I'd love to have a 60 gal 5hp but just not in the cards. I bought a Dewalt 30 gallon at a Tractor Supply Black Friday sale a few years back, and have been happy with it. Certainly not quiet but not painfully loud like cheap oilless compressors. I compare it to standing next to a diesel pickup at idle. The price has nearly doubled since I bought it, but what else is new.
Personally I'm not a fan of the 10-20 gallon compressors. Too big and yet not enough. It seems like most have a compressor only marginally better than a 6 gallon pancake, the tank isn't big enough to really make a difference and you've lost a lot of the portaility.
Certainly there are niche use cases where a 10 gallon will do the job that a 6 falls short on, but in general use these seem like what you get when you don't want to pay for what you actually need.

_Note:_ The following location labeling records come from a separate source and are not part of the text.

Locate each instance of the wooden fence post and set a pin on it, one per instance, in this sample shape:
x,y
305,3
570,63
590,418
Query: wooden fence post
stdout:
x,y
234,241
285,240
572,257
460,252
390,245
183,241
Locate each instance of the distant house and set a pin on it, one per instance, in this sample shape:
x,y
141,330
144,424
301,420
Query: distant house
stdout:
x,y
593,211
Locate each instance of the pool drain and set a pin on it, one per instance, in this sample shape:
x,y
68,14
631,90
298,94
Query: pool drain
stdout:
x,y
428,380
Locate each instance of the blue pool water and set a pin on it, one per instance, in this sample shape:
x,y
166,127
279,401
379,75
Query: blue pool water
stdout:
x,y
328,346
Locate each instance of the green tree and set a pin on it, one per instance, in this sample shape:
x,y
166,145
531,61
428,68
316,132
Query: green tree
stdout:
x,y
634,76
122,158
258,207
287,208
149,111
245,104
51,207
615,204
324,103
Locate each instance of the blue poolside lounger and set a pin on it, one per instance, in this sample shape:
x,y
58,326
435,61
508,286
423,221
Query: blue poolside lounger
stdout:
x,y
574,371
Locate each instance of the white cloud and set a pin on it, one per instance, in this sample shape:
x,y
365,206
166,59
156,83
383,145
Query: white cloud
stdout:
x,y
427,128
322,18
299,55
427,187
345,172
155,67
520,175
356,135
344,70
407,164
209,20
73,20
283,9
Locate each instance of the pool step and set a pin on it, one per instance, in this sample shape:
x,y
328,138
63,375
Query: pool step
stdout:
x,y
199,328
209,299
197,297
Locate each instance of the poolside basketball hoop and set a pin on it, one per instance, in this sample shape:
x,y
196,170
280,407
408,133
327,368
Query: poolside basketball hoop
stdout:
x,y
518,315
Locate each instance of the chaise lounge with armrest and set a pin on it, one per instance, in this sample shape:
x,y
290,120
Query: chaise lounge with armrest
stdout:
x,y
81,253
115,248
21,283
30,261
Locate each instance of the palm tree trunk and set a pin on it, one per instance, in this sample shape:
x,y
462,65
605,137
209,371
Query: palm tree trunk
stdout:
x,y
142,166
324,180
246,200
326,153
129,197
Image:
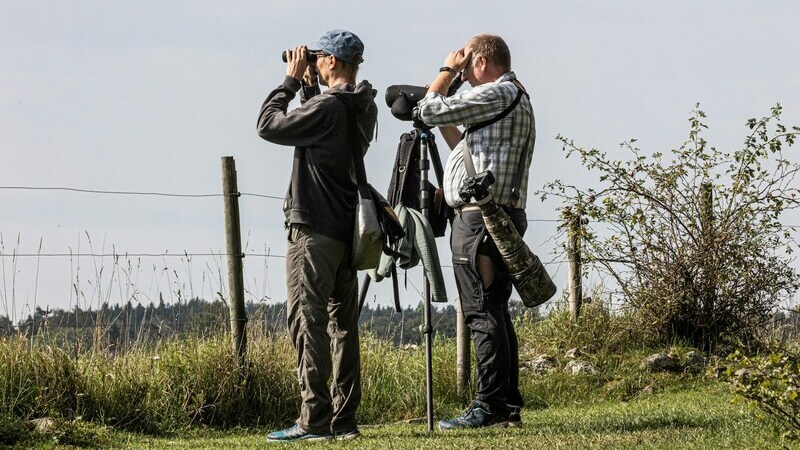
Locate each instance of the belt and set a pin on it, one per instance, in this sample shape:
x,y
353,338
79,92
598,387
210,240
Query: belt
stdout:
x,y
467,207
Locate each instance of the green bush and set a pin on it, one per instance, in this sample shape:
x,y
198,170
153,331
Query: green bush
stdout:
x,y
771,383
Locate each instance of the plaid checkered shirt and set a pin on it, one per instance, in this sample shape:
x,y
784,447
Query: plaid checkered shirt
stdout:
x,y
504,147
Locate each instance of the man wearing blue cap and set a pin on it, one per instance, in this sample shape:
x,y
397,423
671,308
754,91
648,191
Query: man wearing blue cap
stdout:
x,y
328,130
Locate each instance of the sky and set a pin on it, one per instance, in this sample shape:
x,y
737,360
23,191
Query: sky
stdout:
x,y
148,96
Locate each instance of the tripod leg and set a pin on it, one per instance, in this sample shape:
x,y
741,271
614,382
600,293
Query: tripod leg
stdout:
x,y
396,290
363,294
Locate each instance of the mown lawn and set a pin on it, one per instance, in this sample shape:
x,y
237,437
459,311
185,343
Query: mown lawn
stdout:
x,y
704,418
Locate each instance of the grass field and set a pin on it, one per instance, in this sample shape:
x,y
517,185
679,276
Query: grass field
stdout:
x,y
181,394
702,418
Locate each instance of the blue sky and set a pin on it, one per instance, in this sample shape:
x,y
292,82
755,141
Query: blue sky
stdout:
x,y
147,96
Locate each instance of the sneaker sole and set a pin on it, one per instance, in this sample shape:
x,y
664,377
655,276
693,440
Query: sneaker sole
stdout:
x,y
309,439
494,425
348,436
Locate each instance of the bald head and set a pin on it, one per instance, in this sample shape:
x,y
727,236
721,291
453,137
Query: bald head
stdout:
x,y
494,49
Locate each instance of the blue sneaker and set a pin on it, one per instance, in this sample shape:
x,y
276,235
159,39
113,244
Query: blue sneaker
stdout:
x,y
476,416
514,419
296,433
347,435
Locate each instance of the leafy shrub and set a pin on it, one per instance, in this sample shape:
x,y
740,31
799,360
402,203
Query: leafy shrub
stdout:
x,y
693,239
772,384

TLDR, If you want to do any serious sand blasting, I think you really need to be looking at a good 60-80 gallon compressor.
If you are on a budget don't over look Harbor Freight. Air compressors is one of those items that they tend to do well at a decent price. If you can afford a name brand, go for it, but HF isn't a bad budget option, much better than what you get from most box store brands.